School board votes unanimously on MAST expansion
MIAMI (WSVN) -- The Miami-Dade school district has given the green light for a school expansion plan to proceed, despite protests from dozens of parents.
On Wednesday, the school board voted unanimously on the plan to expand MAST Academy, a magnet school that demands high standards of its students.
The vote means that Key Biscayne will now have its first-ever high school, but it will share a campus with MAST.
Residents of Key Biscayne said, because they live there, they believe their children should have the right to attend class at the school while the families of students who already attend MAST Academy protested the proposed plan and said prospective students should meet the criteria and come out of the lottery system, just like everyone else.
During the meeting, Miami-Dade School Superintendent Alberto Carvalho said MAST Academy will remain the same, but when the new high school opens, in about seven weeks, preference will be given to Key Biscayne residents. "There will be other academies that will reflect non-competing thematic interests," Carvalho said. "Those will be created under one single umbrella, and the one principal."
The City of Key Biscayne has come up with about $23 million to help fund this project. "Our people are past frustration, we've been under-served for years," said Key Biscayne mayor Frank Caplan. "We need major improvements in our K-8 center, which is our only public school.
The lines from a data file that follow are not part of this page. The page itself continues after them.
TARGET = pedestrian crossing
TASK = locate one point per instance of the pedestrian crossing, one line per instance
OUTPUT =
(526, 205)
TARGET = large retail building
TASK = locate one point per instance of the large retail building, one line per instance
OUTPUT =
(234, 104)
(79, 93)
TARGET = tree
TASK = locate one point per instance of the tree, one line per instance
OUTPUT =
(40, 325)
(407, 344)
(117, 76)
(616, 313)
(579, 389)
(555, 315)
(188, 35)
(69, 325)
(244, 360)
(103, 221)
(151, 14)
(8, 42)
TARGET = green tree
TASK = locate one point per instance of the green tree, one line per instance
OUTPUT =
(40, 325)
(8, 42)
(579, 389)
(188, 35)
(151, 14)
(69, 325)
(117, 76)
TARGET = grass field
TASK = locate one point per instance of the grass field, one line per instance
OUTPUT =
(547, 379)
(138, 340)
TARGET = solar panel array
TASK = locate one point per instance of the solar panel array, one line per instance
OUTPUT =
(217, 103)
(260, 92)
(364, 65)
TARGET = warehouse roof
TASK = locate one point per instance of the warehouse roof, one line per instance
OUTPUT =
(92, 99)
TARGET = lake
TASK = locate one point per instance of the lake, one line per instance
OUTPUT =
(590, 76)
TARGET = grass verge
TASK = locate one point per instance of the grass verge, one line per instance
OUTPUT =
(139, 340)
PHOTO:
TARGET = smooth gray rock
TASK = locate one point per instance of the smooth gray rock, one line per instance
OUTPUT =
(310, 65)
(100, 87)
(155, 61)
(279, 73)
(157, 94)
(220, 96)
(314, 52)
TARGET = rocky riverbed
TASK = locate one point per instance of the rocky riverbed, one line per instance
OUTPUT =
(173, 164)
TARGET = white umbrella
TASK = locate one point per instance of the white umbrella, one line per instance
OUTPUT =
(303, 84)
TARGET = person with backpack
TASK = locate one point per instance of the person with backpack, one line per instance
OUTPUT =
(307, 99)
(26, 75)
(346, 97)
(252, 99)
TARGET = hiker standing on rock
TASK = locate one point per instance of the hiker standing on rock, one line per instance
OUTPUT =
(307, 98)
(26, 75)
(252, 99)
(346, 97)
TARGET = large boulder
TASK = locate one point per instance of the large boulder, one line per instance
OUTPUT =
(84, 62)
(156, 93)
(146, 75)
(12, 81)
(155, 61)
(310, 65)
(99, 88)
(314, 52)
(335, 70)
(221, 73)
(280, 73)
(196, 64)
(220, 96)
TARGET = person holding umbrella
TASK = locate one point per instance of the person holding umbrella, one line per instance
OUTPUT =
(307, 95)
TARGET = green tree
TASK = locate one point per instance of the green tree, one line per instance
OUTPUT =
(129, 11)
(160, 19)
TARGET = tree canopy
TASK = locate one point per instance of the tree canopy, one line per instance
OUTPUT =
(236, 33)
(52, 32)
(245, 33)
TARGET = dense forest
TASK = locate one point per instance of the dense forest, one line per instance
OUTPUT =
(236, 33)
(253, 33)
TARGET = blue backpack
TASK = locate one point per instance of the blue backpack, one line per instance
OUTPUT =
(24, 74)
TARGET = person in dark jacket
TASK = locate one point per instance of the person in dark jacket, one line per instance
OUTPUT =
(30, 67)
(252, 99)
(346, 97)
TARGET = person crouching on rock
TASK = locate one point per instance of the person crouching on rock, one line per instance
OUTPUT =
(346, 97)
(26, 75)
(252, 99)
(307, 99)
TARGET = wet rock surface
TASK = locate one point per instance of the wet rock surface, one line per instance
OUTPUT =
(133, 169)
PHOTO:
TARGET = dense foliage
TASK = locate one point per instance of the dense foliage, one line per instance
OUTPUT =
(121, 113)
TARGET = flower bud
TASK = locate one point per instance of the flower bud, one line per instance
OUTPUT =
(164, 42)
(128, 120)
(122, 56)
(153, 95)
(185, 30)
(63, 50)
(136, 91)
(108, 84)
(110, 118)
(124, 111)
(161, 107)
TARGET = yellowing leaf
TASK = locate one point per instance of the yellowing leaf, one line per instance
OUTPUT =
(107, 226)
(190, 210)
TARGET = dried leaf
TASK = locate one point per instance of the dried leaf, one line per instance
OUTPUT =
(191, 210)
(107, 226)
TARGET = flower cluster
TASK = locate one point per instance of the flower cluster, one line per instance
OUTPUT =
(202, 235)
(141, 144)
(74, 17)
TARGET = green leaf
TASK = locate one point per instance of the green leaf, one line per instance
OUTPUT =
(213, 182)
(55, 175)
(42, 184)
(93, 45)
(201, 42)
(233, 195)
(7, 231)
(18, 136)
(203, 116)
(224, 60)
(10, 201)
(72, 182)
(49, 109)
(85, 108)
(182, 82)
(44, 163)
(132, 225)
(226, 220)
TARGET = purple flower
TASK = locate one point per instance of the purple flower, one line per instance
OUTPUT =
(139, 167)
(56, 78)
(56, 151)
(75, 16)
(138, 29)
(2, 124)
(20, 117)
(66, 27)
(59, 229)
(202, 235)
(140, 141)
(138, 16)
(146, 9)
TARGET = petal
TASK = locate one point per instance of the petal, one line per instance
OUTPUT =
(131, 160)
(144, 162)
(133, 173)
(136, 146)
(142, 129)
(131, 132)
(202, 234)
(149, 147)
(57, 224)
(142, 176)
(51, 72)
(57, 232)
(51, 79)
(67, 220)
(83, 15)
It is badly over-crowded. It's had deferred maintenance for a very long time, and it hasn't received the capital improvements required for a 60-year-old facility."
Since Key Biscayne residents are footing the majority of the bill, Key Biscayne students who meet the academic criteria will get the first spots available at the school. Any remaining spots will be open to other students around the county.
MAST parents like Emanuel Petrakis were upset with the vote, since they believe the district is taking a risk by messing with a prized school. "You have the top-rated school in the county, and they're making changes. I don't think that's the way to go about doing it," he said.
MAST Student Ashley Waiters said, "We go out of our way. I drive 30, 40 minutes to school because it's such an excellent school. It's supposed to be one of the best schools, and because of where you live, you automatically get that? I don't think that's right."
Eighth- and ninth-grade classes in the new school will begin in the next few weeks.
The new school should be completed by 2015.